Even if Sinn Féin were to take its seats and vote against the government, it’s not a certainty that it could defeat the Conservatives on any crucial topics, given how the mathematics of the Tory majority is borne out.

There are 650 MPs elected to the House of Commons. Four of them – the house speaker and the deputy speakers – do not vote, unless there is a tie break.

When you add in the seven Sinn Féin MPs who abstain, it means that the maximum amount of MPs that could vote in a regular vote would be 639.

To win a vote, 320 MPs must back a proposal.

Theresa May’s Conservative party has 316 seats, and it has also secured the support of the 10 seats from the DUP.

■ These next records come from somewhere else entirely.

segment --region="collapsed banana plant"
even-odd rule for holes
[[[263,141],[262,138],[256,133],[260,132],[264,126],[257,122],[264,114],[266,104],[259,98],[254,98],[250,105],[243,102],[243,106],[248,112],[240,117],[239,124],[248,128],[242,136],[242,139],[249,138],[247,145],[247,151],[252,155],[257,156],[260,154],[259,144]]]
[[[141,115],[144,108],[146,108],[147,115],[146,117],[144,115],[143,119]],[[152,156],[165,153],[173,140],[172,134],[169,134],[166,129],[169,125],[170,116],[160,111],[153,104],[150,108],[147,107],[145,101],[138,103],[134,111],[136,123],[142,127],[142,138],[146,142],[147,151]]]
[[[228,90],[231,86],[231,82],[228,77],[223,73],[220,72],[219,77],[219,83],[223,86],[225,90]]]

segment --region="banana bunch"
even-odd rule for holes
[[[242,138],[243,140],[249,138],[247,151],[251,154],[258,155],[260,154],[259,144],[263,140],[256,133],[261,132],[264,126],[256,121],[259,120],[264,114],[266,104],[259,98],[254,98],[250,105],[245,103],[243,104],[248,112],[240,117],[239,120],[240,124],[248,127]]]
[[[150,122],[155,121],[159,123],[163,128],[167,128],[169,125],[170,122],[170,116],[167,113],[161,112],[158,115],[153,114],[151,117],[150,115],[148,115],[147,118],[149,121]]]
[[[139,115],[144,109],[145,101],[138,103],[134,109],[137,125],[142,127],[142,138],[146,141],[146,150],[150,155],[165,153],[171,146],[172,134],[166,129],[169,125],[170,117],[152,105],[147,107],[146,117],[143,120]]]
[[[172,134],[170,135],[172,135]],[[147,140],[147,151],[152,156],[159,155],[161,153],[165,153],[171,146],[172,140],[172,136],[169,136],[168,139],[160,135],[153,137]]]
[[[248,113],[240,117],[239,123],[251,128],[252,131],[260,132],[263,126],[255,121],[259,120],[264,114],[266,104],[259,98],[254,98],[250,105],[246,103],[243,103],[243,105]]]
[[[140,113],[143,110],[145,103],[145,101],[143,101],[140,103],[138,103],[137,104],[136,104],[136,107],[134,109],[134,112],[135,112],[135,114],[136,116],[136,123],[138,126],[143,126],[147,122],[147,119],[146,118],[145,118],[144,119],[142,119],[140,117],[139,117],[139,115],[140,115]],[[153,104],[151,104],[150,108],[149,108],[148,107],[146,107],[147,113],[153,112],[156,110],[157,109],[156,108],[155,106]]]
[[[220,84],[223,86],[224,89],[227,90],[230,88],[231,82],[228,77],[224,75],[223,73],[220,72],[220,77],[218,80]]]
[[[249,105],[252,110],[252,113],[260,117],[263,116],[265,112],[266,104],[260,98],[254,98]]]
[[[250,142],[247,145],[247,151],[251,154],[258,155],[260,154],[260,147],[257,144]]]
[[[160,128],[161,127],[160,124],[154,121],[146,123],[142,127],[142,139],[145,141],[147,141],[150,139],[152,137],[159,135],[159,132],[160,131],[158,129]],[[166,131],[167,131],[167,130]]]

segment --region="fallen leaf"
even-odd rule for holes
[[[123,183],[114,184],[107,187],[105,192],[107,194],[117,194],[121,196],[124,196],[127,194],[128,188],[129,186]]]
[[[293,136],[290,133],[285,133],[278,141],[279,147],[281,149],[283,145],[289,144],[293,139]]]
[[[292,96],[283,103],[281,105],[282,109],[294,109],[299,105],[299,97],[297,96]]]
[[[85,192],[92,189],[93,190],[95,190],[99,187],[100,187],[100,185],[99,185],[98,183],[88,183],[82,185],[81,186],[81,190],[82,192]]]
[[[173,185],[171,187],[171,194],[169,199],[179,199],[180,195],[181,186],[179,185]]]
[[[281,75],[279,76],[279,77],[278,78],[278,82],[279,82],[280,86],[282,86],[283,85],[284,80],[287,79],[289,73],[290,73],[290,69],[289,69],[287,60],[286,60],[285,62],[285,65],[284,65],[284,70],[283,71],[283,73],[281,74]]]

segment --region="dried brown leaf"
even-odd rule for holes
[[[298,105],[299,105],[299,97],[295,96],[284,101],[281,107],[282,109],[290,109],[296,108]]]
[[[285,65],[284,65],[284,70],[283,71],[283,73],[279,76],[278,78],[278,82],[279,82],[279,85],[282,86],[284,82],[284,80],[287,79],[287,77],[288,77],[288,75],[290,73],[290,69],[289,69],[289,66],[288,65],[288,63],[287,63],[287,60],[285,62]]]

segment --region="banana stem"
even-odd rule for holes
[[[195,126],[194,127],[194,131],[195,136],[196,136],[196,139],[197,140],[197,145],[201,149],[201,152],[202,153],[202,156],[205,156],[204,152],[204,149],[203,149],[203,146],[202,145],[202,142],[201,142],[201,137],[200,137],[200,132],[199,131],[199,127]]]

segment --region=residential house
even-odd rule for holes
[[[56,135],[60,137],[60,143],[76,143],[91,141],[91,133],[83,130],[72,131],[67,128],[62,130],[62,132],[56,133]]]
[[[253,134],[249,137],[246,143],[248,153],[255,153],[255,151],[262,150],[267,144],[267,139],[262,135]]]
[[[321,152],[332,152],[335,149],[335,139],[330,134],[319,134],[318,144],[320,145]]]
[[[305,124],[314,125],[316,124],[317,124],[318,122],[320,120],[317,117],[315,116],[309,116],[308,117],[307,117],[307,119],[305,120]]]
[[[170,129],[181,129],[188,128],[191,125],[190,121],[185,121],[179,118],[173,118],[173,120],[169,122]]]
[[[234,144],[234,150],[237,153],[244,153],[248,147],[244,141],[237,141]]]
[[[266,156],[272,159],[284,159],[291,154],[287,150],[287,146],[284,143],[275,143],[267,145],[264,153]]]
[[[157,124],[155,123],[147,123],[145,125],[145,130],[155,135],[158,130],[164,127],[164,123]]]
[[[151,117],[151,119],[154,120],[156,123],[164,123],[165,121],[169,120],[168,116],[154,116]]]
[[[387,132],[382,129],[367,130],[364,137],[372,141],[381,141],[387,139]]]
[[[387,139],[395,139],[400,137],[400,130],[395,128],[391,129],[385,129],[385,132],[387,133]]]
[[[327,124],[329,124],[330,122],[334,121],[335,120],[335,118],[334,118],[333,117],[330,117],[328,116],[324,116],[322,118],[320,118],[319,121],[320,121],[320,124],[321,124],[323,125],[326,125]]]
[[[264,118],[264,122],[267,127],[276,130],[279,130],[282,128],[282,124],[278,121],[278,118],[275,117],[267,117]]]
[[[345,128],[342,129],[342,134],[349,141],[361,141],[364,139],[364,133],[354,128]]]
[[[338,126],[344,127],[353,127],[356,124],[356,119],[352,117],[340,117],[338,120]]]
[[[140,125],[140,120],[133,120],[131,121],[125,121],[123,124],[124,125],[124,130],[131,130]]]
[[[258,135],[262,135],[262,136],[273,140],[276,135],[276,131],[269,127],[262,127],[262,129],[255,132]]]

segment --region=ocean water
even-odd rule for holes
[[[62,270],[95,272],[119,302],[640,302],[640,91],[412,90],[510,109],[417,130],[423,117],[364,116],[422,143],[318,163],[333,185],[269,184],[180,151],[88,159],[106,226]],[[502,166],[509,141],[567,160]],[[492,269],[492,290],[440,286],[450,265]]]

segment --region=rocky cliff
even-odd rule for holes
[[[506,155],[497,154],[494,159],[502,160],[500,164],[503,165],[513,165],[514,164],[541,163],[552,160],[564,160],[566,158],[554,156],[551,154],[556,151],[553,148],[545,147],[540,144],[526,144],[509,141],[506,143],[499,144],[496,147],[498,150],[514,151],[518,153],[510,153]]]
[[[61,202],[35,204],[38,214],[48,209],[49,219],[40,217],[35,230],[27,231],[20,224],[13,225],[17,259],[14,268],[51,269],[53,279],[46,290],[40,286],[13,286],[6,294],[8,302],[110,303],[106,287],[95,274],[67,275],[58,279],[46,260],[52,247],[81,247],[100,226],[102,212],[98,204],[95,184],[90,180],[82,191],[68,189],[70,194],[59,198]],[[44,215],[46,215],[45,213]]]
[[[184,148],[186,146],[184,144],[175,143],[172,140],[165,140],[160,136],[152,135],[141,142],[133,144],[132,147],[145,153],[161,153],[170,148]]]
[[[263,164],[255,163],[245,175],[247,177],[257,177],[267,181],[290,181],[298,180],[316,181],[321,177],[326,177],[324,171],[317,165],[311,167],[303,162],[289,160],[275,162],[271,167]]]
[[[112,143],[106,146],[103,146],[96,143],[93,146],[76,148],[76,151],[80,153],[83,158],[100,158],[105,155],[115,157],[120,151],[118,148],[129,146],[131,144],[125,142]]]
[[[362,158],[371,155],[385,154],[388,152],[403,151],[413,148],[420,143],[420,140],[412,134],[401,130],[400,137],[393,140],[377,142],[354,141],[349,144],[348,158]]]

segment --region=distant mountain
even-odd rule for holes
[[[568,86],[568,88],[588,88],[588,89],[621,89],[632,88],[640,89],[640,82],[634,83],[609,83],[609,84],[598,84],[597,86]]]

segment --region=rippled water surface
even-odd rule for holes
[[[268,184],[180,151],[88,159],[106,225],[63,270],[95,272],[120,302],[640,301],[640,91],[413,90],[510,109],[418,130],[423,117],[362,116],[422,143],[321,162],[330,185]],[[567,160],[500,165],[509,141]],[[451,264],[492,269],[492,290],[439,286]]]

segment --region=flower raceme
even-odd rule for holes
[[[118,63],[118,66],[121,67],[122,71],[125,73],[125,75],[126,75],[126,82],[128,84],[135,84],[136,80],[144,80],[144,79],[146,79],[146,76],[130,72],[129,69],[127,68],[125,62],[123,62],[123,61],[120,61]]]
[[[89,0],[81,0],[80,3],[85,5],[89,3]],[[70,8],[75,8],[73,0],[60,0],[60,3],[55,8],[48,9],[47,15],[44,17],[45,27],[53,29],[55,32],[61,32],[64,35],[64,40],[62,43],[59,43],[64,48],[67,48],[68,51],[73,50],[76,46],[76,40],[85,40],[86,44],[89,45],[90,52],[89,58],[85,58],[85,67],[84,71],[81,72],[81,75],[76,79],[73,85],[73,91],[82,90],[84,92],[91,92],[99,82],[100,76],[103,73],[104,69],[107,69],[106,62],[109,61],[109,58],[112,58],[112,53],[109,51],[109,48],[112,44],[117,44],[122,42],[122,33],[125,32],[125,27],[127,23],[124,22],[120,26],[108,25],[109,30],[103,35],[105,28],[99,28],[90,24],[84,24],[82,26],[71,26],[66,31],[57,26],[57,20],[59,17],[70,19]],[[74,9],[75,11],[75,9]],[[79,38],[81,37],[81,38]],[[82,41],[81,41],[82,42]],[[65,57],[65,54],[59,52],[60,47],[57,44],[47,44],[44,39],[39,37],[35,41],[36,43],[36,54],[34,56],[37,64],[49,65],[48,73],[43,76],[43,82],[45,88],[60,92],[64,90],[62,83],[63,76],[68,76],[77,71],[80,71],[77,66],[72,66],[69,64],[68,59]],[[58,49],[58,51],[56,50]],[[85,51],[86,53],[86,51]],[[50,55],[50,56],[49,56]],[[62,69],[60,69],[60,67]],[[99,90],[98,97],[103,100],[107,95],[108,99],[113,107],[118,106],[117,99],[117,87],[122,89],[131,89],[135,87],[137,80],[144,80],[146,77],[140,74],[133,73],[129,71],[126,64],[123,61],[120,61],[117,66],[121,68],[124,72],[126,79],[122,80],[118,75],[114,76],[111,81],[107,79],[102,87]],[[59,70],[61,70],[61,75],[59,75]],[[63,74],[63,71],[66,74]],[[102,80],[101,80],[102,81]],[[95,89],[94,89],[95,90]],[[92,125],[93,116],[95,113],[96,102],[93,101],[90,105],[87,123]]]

When it stands alone against the rest of the Commons, it has 326 votes which is a majority of six. If Sinn Féin was to reverse its abstentionist policy, the government would still win crucial votes if all party members and the DUP voted with it.

The number of MPs who could vote would increase to 646, meaning a motion would pass with 324 votes.

May just has enough to win in such a scenario, but this also does not reflect the divisions within her own party.

The hardline Brexiteers don’t agree with the pro-EU section of the party, which has left the Prime Minister faced with a string of senior resignations from within her own Cabinet over the past week. It has also meant she’s faced opposition when it has come to getting key Brexit motions through.

Regardless of whether a Sinn Féin vote could swing a vote that would be more favourable for Ireland or not, its long-standing policy shows no signs of changing. Furthermore, it has long been a tactic of political opponents of Sinn Féin to attack this policy at various junctures.

Speaking on RTÉ’s News at One yesterday, Sinn Féin vice president Michelle O’Neill said that the votes of party MPs wouldn’t have made a bit of difference earlier this week.

“We have a British government that has spent the past two years in-fighting,” she said.

“If we boil these down, what we clearly have here is a British government in disarray and doesn’t know what it’s doing.

The numbers don’t stack up. It’s nonsense. We need to protect the island of Ireland’s interest… We need to make sure the backstop is the absolute bottom line… This will not be sorted out in the House of Commons or in Westminster.